Leftist sections in Latvia denounce demolition of Soviet era monument

The Monument to the Liberators at the Victory Park in Latvian capital Riga was demolished under the orders of the right-wing government on August 25

August 29, 2022 by Peoples Dispatch
Decommunization - Latvia
Monument to the Liberators at the Victory Park in Riga. (Photo: via Wikipedia)

Left-wing sections in Latvia have condemned the government’s drive to demolish Soviet era monuments in the country. Under the order of the right-wing government, the Monument to the Liberators of Riga at the Victory Park in the national capital was demolished on August 25, despite opposition from leftist and anti-fascist sections. The Latvian Socialist Party (LSP) and the Social Democratic Party – Harmony denounced the demolition and warned that such actions by the government will lead to polarization and destruction of the civil society.

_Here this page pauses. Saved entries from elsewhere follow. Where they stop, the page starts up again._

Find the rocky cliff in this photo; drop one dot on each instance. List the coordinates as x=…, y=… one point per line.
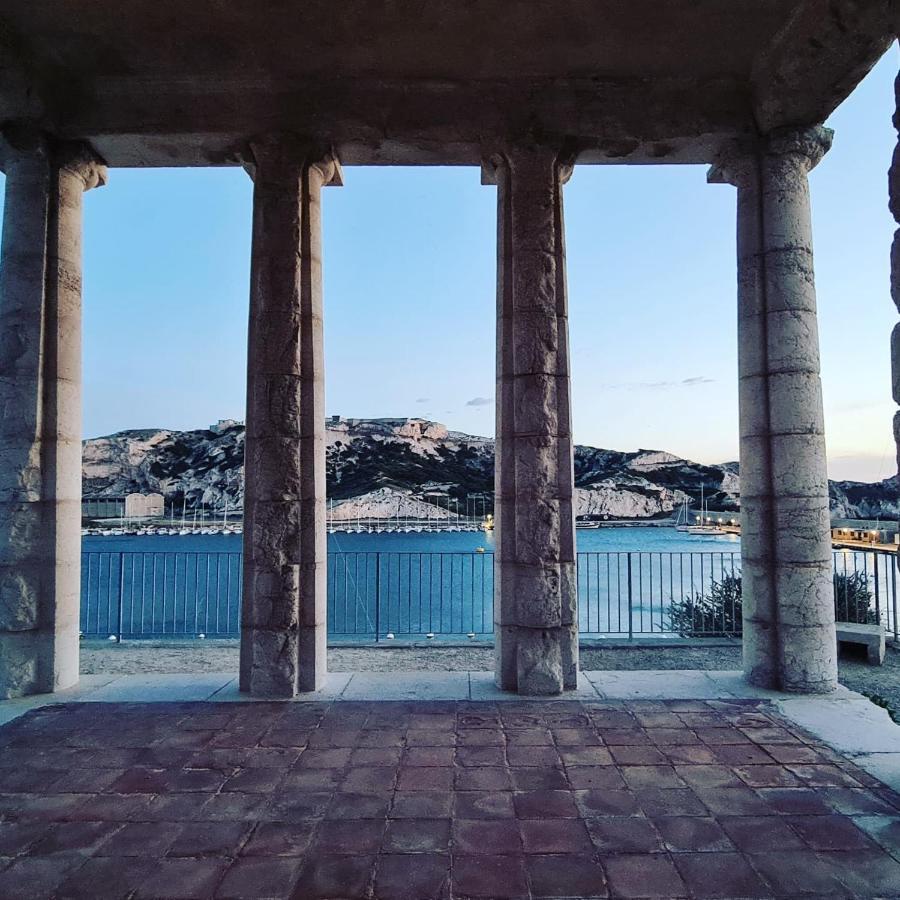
x=387, y=467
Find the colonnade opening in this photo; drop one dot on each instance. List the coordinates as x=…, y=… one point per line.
x=410, y=297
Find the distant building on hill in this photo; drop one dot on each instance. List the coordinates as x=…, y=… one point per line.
x=132, y=506
x=225, y=424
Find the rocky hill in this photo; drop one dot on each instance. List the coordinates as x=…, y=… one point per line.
x=386, y=467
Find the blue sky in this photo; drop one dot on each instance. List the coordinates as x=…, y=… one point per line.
x=409, y=296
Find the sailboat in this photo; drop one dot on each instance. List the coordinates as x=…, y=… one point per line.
x=683, y=520
x=703, y=528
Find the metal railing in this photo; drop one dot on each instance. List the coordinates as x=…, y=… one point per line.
x=384, y=595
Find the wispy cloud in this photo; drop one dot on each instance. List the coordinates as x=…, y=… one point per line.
x=659, y=385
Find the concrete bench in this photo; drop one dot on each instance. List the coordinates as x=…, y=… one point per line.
x=872, y=636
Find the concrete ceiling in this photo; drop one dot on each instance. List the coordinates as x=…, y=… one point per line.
x=165, y=82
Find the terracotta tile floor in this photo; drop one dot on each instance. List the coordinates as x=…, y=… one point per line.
x=430, y=800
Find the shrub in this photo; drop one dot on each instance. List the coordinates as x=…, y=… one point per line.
x=853, y=599
x=716, y=613
x=720, y=611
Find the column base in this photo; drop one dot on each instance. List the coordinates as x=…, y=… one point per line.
x=31, y=662
x=536, y=662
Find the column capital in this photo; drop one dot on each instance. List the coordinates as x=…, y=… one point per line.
x=81, y=160
x=800, y=149
x=517, y=156
x=289, y=151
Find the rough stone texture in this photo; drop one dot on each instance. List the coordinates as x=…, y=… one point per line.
x=536, y=642
x=894, y=206
x=433, y=82
x=789, y=639
x=791, y=78
x=40, y=409
x=515, y=799
x=283, y=616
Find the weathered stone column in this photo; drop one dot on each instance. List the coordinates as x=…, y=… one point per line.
x=283, y=633
x=894, y=204
x=40, y=410
x=788, y=594
x=535, y=622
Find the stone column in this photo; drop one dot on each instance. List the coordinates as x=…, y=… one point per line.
x=788, y=593
x=40, y=410
x=894, y=204
x=283, y=620
x=535, y=620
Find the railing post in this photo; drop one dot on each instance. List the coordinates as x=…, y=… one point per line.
x=377, y=597
x=121, y=592
x=630, y=621
x=894, y=594
x=877, y=593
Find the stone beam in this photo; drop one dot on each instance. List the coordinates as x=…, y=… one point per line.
x=823, y=51
x=370, y=122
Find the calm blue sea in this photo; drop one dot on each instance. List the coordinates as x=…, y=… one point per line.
x=599, y=540
x=395, y=586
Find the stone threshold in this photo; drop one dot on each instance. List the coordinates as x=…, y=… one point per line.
x=845, y=720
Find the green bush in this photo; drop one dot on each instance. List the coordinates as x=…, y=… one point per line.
x=853, y=599
x=720, y=611
x=717, y=613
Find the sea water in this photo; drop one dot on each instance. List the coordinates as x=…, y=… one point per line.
x=392, y=586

Several right-wing governments in Eastern Europe and the post-Soviet Republics, including in Poland and Ukraine, have been carrying out decommunization drives with bans on communist symbols and demolition of Soviet era and Red Army memorials. The European Parliament itself passed a controversial resolution in 2019 equating communism to Nazism and calling for the erasure of its memory from the public sphere. 

Even as progressive and left-wing sections in Europe denounced the resolution, right-wing governments took it as an opportunity to intensify their decommunization drives, while allowing a free run to neo-Nazi groups to consolidate and carry out brazen acts of violence. With the onset of the Russia-Ukraine war in February 2022, Russophobia reached its peak across Europe. Right-wing governments started imposing more sanctions on Russia, banned Soviet symbols, and called for the destruction of Soviet era monuments. Neo-Nazi-led vandalization of partisan memorials and Red Army monuments are also under way in many parts of Eastern Europe.

The right-wing dominated parliament in Latvia voted in favor of the demolition of Soviet monuments in May this year, in the backdrop of the ongoing Russia-Ukraine war. According to reports, the government has ordered the demolition of all Soviet monuments (69 buildings) throughout the country by the end of this year. Latvia is a post-Soviet Republic in the Baltic region with a sizable Russian minority, amounting to 25% of the population. Political observers have expressed concern that the Russophobic anti-Soviet campaign by the right-wing government is likely to polarize Latvian society.

Perspective Communiste reported that neo-Nazi groups in Latvia have long been calling for the destruction of communist monuments across the county. The Monument to the Liberators of Soviet Latvia and Riga was erected in 1985 to commemorate the liberation of Riga and Latvia from Nazi Germany by the Red Army in 1944 during World War II. 

Jānis Urbanovičs, president of the Social Democrat Party – Harmony, denounced the actions of the government and stated that “the government has lost track of its priorities, which no longer addresses the people and deals only with the destruction of monuments.”

“You can demolish monuments, but you can’t erase memories. Generations of people will remember what is dear to them. And now they will have in them anger and bitterness, perhaps even hatred. It won’t help us build and defend our Latvia,” he said.

The Socialist Party of Latvia stated on August 25 that “the Latvian government has chosen the path of surrendering the country’s sovereignty in favor of blind submission to external interests, the politicians in power have literally stripped, weakened and depopulated our country for thirty years.”

The statement continued: “The time of common joys, achievements has been replaced by the will to cause trouble. The desire for cooperation and mutual aid has been supplanted by mutual indifference and fierce competition within society, between social groups and workers in different industries. For the masters, a cleverly divided society can be tightly controlled to avoid mass protests.”